Cancer research (2011-12-22)
Seng-Ryong Woo, Meghan E Turnis, Monica V Goldberg, Jaishree Bankoti, Mark Selby, Christopher J Nirschl, Matthew L Bettini, David M Gravano, Peter Vogel, Chih Long Liu, Stephanie Tangsombatvisit, Joseph F Grosso, George Netto, Matthew P Smeltzer, Alcides Chaux, Paul J Utz, Creg J Workman, Drew M Pardoll, Alan J Korman, Charles G Drake, Dario A A Vignali
RESUMEN

Inhibitory receptors on immune cells are pivotal regulators of immune escape in cancer. Among these inhibitory receptors, CTLA-4 (targeted clinically by ipilimumab) serves as a dominant off-switch while other receptors such as PD-1 and LAG-3 seem to serve more subtle rheostat functions. However, the extent of synergy and cooperative interactions between inhibitory pathways in cancer remain largely unexplored. Here, we reveal extensive coexpression of PD-1 and LAG-3 on tumor-infiltrating CD4(+) and CD8(+) T cells in three distinct transplantable tumors. Dual anti-LAG-3/anti-PD-1 antibody treatment cured most mice of established tumors that were largely resistant to single antibody treatment. Despite minimal immunopathologic sequelae in PD-1 and LAG-3 single knockout mice, dual knockout mice abrogated self-tolerance with resultant autoimmune infiltrates in multiple organs, leading to eventual lethality.
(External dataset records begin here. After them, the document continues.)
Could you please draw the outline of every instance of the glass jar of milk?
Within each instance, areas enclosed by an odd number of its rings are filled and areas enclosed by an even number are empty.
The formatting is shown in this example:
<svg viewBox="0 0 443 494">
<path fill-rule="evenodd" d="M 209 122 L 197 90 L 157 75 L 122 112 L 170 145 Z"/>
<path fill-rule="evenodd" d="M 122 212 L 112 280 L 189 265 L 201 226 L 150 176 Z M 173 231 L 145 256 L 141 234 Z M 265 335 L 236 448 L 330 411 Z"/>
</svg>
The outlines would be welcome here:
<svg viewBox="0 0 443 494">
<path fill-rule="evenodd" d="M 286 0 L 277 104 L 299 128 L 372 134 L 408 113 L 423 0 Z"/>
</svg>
However, Lag3(-/-)Pdcd1(-/-) mice showed markedly increased survival from and clearance of multiple transplantable tumors. Together, these results define a strong synergy between the PD-1 and LAG-3 inhibitory pathways in tolerance to both self and tumor antigens. In addition, they argue strongly that dual blockade of these molecules represents a promising combinatorial strategy for cancer.